Sus ojos se cerraron. Estaba semidormida por el torbellino de sus pensamientos, que eran como el remolino de las arenas en el desierto. Los de Simon estaban bien abiertos. En su expresión se advertía su contento.

Oyóse un grito... Alguien corría hacia él con los brazos extendidos... gritando algo incomprensible.

Simon permaneció un segundo mirándolo intensamente. Luego, con un repentino impulso, se puso en pie y arrastró a Linnet consigo.

Se salvaron por un milagro. Un trozo de roca enorme se estrelló con hórrido estampido sobre la que ellos ocuparon dos segundos antes. Si Linnet se hubiese quedado donde estaba, habría sido reducida a átomos.

Con los rostros blancos por la emoción, los dos esposos se abrazaron. Hércules Poirot y Tim Allerton corrieron hacia ellos.

—Ma foi, madame. Le ha pasado bien cerca.

Los cuatro miraron instintivamente hacia la ingente mole. No se veía a nadie. Pero una especie de senda conducía a la cúspide. Poirot recordó haber visto allí algunos nativos cuando desembarcaron por vez primera. Miró atentamente al marido y a la mujer. Linnet parecía paralizada de estupor. Simon emitió gritos inarticulados de rabia.

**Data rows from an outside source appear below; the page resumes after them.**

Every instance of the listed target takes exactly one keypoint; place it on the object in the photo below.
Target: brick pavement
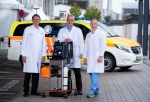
(131, 85)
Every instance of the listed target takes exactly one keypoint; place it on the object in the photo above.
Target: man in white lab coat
(33, 51)
(94, 56)
(74, 34)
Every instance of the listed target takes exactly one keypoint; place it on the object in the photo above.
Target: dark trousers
(35, 81)
(78, 78)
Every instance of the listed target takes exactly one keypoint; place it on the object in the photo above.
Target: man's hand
(68, 40)
(43, 58)
(24, 59)
(85, 61)
(99, 59)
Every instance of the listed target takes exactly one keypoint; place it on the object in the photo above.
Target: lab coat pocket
(96, 57)
(28, 53)
(96, 41)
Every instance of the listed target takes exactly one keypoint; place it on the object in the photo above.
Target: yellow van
(120, 52)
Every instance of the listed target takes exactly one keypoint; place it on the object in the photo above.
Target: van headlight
(124, 48)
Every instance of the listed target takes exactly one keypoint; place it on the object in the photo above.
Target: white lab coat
(33, 47)
(94, 47)
(78, 45)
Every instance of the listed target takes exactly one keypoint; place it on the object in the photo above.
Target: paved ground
(131, 85)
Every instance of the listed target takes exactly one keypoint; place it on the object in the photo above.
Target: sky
(117, 4)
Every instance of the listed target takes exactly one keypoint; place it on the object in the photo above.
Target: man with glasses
(74, 34)
(33, 51)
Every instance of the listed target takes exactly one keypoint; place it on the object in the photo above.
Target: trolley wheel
(75, 93)
(65, 96)
(43, 94)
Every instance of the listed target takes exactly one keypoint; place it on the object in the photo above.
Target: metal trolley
(60, 60)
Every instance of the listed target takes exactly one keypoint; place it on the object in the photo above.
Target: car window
(51, 29)
(55, 27)
(20, 29)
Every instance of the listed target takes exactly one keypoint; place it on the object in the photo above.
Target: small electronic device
(62, 50)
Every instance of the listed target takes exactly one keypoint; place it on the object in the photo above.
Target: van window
(84, 29)
(54, 29)
(53, 33)
(20, 29)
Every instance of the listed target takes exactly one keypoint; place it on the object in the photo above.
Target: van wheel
(125, 68)
(109, 62)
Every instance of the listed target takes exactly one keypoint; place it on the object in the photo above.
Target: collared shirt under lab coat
(94, 47)
(33, 47)
(78, 45)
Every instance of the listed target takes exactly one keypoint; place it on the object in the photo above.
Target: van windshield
(107, 31)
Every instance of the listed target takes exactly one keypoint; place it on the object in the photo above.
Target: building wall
(129, 29)
(63, 10)
(97, 3)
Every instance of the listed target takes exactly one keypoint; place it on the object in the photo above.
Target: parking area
(131, 85)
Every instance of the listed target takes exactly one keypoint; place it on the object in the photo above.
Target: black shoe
(80, 92)
(36, 93)
(25, 95)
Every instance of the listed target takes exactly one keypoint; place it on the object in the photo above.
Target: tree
(75, 10)
(107, 18)
(93, 12)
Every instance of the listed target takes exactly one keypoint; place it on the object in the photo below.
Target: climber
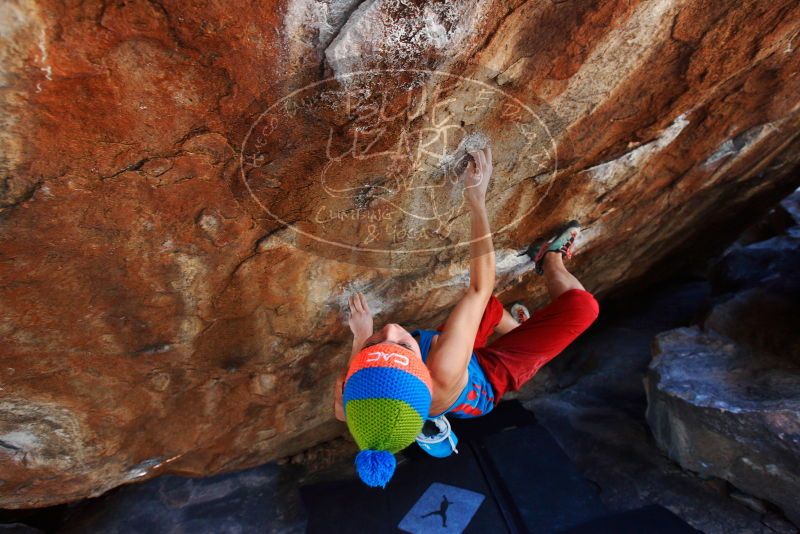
(396, 379)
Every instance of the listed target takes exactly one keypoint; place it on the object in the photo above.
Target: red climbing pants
(513, 358)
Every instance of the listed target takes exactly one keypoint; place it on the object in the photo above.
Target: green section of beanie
(383, 424)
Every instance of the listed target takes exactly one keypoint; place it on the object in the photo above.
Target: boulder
(189, 193)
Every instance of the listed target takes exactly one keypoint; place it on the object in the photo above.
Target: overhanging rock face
(189, 193)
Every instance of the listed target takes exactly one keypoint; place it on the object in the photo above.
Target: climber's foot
(562, 242)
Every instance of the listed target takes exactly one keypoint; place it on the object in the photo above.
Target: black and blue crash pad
(509, 476)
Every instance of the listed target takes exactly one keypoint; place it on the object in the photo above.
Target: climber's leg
(513, 358)
(556, 277)
(492, 316)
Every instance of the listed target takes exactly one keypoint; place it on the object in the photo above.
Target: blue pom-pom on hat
(375, 468)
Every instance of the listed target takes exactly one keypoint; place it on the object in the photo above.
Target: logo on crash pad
(442, 508)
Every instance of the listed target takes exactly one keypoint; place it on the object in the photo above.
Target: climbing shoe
(520, 312)
(561, 242)
(437, 438)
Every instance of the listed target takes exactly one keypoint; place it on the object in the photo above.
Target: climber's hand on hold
(476, 177)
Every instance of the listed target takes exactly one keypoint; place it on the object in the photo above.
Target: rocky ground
(596, 402)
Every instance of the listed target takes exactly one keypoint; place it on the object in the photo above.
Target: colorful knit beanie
(387, 396)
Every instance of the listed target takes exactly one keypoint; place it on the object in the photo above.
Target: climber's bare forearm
(448, 361)
(482, 264)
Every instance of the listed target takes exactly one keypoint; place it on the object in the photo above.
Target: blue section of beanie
(375, 468)
(388, 383)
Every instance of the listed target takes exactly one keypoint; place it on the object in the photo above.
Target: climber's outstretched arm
(448, 360)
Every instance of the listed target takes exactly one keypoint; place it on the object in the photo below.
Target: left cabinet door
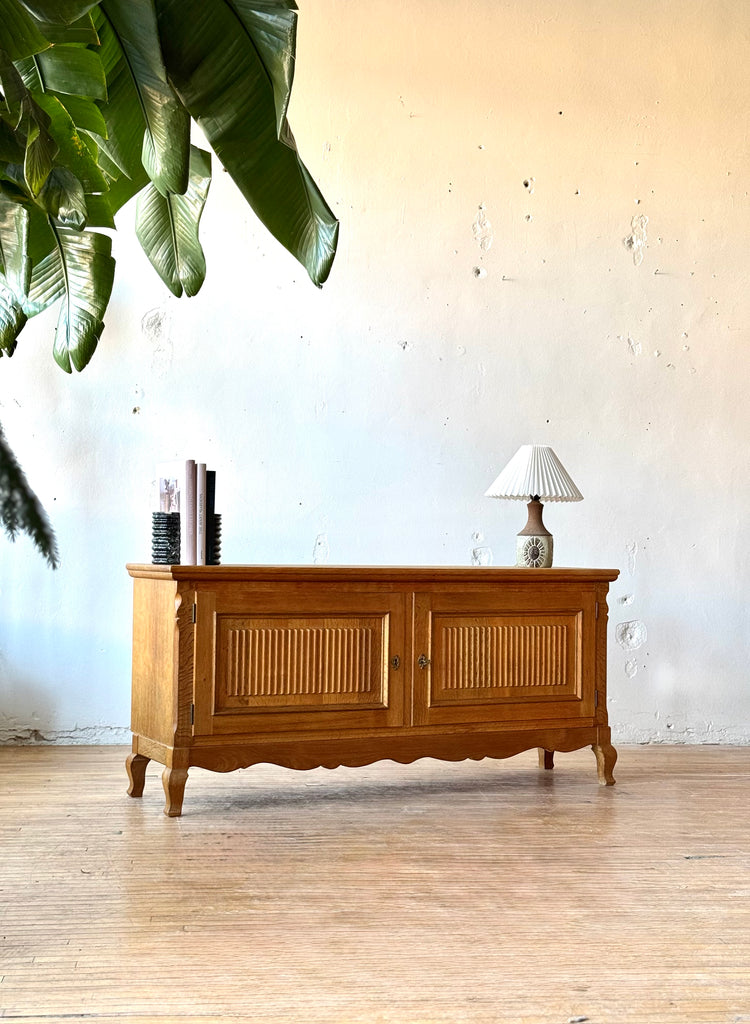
(269, 660)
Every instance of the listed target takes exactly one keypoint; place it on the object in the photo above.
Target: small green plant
(95, 108)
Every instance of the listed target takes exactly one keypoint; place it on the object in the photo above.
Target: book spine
(201, 514)
(191, 532)
(210, 520)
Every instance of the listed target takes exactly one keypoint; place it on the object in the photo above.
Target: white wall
(377, 411)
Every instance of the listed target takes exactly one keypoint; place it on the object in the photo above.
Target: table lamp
(535, 474)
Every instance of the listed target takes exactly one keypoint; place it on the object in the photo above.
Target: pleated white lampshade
(535, 471)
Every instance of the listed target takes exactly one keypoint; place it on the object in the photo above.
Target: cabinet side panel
(155, 640)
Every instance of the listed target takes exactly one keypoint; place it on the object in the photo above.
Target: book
(177, 494)
(201, 513)
(211, 538)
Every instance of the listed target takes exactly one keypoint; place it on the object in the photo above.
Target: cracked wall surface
(546, 248)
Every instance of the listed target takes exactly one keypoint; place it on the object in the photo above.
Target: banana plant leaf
(77, 151)
(12, 317)
(273, 27)
(14, 272)
(14, 260)
(72, 70)
(19, 34)
(81, 270)
(21, 510)
(221, 80)
(166, 141)
(58, 11)
(122, 113)
(80, 31)
(167, 228)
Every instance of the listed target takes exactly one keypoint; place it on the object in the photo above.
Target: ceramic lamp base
(534, 543)
(534, 552)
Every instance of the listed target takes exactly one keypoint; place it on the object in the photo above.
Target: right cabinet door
(524, 656)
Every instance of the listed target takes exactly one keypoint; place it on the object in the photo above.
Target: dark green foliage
(96, 100)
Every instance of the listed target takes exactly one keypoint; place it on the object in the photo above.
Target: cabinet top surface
(369, 573)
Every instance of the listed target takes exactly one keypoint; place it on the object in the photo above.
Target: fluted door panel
(302, 663)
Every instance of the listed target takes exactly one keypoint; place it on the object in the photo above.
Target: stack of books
(189, 487)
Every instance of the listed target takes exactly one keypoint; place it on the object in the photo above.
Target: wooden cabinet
(319, 666)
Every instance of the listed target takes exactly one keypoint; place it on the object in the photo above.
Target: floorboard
(483, 892)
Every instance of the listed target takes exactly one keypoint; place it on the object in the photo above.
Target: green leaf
(222, 82)
(76, 152)
(122, 112)
(166, 142)
(40, 146)
(15, 271)
(14, 261)
(99, 212)
(21, 510)
(84, 113)
(88, 271)
(14, 89)
(72, 70)
(80, 31)
(12, 317)
(167, 228)
(63, 198)
(273, 27)
(58, 11)
(19, 35)
(11, 151)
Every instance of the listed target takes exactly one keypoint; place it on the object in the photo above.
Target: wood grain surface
(485, 892)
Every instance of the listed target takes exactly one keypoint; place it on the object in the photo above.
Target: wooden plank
(483, 892)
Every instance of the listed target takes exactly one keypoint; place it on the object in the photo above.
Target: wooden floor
(485, 892)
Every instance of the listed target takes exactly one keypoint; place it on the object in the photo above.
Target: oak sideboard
(319, 666)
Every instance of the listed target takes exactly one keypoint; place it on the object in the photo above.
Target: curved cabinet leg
(606, 758)
(135, 767)
(173, 780)
(546, 758)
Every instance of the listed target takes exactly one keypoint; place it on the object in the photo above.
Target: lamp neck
(535, 526)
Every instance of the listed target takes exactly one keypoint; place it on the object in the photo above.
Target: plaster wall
(544, 239)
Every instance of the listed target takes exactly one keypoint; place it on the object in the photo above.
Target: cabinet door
(525, 657)
(289, 658)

—¡Maldita sea...! ¡Que Dios la condene!

Lanzó una mirada rápida a Tim Allerton, que decía:

—¡Caramba, han escapado por bien poco! Lo que hay que averiguar es si esa masa de roca fue impulsada por algún loco o si se desprendió por sí misma.

Linnet, muy pálida, dijo con dificultad:

—Yo creo que ha sido obra de un loco.

—Pudo haberla aplastado como si usted hubiese sido un cascarón. ¿Está segura de no tener enemigos, Linnet?

Linnet intentó dos veces responder a la broma sin conseguirlo. Tenía la lengua adherida al paladar.

Poirot intervino rápidamente:

—Vamos al barco, madame. Debe tomar un antiespasmódico.

Emprendieron la marcha en silencio. Simon apretaba los puños de rabia. Tim intentó decir algunas tonterías para distraer la mente de Linnet del peligro que acababa de correr. Poirot les acompañaba con grave expresión. Y en el preciso instante en que alcanzaba la lancha para subir a bordo, Simon se detuvo paralizado por el asombro. Jacqueline de Bellefort se dirigía a la playa en aquel momento. Vestida de guinda azul, parecía una niña.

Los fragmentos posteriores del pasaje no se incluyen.